Nanoparticles have properties
that help overcome the problems with getting treatments across the blood–brain barrier (BBB). Such
particles may provide a new option for glioma-targeted drug delivery.
Metformin is an anti-diabetic drug used to treat type II diabetes and polycystic
ovary syndrome. Patients treated with metformin exhibit reduced cancer-related
mortality leading to investigations of the potential anti-tumour effects of the
drug. The exact molecular mechanism is yet to be elucidated but studies so far
point to either indirect action via the reduction of systemic levels of insulin
or glucose, or direct impact on tumour growth.
Another focus for
new research has been on disruption of the BBB order to facilitate
administration of anti-cancer agents to the tumour site.
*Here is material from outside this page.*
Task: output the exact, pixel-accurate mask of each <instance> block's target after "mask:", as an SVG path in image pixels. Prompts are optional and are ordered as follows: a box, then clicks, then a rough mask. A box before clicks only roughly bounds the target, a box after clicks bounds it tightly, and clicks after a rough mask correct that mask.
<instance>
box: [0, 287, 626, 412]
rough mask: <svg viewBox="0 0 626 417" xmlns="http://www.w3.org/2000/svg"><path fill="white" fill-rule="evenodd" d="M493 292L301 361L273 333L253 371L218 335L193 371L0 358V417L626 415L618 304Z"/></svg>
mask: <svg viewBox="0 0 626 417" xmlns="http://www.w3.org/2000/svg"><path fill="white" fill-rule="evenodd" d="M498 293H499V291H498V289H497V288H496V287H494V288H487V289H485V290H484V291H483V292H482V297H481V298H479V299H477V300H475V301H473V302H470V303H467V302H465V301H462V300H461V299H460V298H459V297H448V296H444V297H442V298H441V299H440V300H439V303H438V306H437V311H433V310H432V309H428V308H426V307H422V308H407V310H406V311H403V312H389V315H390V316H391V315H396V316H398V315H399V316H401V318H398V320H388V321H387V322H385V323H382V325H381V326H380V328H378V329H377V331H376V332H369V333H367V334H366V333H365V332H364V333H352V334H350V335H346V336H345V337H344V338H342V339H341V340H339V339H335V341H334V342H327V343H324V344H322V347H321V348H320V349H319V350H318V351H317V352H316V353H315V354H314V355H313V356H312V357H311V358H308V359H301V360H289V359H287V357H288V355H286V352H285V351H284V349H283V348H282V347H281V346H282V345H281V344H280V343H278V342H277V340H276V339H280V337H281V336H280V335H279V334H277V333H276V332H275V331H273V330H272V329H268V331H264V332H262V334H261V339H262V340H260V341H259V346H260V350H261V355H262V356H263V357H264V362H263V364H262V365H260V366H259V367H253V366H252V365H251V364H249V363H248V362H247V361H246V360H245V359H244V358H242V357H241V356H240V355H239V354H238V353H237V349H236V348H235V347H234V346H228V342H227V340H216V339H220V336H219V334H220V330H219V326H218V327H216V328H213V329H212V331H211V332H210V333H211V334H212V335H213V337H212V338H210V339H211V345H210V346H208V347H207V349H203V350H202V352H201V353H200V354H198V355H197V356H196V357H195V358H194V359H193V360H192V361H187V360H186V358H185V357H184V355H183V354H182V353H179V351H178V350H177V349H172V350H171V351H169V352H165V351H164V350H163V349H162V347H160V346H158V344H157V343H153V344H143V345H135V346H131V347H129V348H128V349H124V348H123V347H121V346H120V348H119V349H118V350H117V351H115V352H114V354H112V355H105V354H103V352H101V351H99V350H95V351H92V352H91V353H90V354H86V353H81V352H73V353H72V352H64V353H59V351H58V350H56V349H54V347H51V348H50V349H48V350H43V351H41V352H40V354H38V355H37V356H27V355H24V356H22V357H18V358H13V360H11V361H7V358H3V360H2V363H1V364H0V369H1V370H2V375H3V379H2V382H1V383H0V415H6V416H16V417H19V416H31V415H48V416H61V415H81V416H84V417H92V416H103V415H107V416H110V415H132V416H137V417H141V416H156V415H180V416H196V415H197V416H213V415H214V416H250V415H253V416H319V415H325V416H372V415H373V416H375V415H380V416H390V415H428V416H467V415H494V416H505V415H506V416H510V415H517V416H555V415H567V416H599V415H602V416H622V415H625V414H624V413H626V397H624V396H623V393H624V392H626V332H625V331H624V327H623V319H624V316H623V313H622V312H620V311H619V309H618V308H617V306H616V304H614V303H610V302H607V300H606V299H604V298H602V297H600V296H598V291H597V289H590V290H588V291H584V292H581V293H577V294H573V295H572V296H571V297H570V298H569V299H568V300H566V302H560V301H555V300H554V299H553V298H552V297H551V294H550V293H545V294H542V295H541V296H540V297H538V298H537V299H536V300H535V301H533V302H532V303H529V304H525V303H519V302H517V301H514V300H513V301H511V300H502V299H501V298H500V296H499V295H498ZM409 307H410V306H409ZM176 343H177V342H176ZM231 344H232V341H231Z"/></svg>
Studies in animal
models have found that focused
ultrasound (FUS) can enhance the penetration drugs through the BBB without
causing significant adverse effects. (31)This method delivers burst-tone ultrasound
energy in the presence of microbubbles.
(31)
Summary
Brain cancer remains difficult to treat, although new therapeutic options are in the pipeline and research activity in this area has shown exponential growth. There are a number of difficulties in overcoming the natural barriers to get adequate access to the tumour surgically, neurologically and medically. Recent advances in direct delivery to the tumour, immunotherapy, genomics, and nanotechnology all stand out as promising new treatment strategies. However, although promising many require further research and clinical investigation before they become available to all patients.